EMERGENCE by Pierre Minar
Grocery stores are magical places. They contain multitudes of foods. Some are healthy others less so. America loves its junk food; it is one of the wonders of the world, a testament to why we willingly consume all this stuff. Yet, there is love behind some of the junk food, the ability to relate to the childhood we live in. Marketing executives had great forethought when they developed the concept of the gummy worm. Long ago, worms were used as a method for catching fish, but we have since lost that history. The hamburger is a specific pleasure of the everyday; there is a whole hamburger culture, a literal Flavor Town that Guy Fieri so enthusiastically shared with his audience with the glee of a small child. Small children’s glee is probably one of the finest things on the planet, and it is a renewable and endlessly happy resource.
Filthy windshields are a problem, given the endless expanse of roads we’ve imposed upon planet Earth. I have seen more of the world from the back of a car window than from any other vantage point. All that land passing by in increasing levels of speed is a glorious thing, and ought to be celebrated. Some countries have a fondness for their cars, such as the United States, the Middle East, Germany, and Australia, whereas others would prefer them to be taken away. I am, of course, talking about Belgium, which really needs to have its driving licenses revoked for all its citizens for crimes against fundamental traffic laws. Right at the back of the car are the passengers, including the older relatives and the younger nieces and nephews. As the driver, you are responsible for making the drive so smooth that falling asleep is easy.

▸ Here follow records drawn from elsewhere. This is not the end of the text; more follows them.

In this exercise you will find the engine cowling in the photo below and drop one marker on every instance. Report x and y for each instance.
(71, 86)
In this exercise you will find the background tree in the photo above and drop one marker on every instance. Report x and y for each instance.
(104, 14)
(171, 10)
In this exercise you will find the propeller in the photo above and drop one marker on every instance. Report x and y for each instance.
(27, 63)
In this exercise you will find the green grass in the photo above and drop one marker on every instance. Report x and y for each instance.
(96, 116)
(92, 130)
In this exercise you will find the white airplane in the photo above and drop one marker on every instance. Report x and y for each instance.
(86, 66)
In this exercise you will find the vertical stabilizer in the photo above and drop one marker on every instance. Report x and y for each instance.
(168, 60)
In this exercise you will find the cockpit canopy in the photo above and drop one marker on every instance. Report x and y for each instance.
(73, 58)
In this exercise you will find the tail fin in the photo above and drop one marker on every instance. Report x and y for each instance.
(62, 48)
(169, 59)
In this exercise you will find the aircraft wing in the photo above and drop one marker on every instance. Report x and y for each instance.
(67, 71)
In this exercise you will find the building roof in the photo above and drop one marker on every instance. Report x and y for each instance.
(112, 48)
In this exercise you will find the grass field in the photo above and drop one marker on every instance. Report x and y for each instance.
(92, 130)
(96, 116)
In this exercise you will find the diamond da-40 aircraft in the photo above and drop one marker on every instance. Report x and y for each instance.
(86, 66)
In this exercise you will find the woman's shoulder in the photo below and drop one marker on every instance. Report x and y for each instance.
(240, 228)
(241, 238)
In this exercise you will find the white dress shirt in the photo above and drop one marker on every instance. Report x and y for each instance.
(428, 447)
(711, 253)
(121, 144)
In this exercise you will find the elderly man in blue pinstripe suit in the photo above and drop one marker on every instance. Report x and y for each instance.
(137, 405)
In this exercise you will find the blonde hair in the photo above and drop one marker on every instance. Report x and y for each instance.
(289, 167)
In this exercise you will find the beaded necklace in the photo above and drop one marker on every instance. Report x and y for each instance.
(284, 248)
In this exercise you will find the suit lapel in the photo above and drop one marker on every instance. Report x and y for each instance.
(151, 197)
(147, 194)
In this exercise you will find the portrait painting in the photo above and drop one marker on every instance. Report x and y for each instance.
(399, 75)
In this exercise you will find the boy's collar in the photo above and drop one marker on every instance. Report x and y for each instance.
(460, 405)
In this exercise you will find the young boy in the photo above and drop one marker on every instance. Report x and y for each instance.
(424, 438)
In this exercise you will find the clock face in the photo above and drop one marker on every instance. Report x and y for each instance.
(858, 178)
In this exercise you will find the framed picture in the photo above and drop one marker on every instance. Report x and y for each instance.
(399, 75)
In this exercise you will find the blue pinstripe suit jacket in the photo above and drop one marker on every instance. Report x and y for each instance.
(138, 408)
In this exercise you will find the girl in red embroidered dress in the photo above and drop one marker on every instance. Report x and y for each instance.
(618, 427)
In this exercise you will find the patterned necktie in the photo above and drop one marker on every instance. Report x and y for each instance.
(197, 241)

Ambition sleeps. It slumbers. People should not wake it. It wakes up on its own accord. Getting disturbed in the middle of a fine sleep. We wake up one day and want, need more. That’s ambition. It woke up. Cardboard boxes represent ambition, success, and failure. Entire areas are vacated to make way for better, more pristine places full of hope and opportunity. No two opportunities are precisely alike; each one is tailored for that person and that circumstance. Time is less a human construct and more about constraint – knowing what fits in and where it fits in. We fear time because it remains the only abstraction that will inevitably take our lives.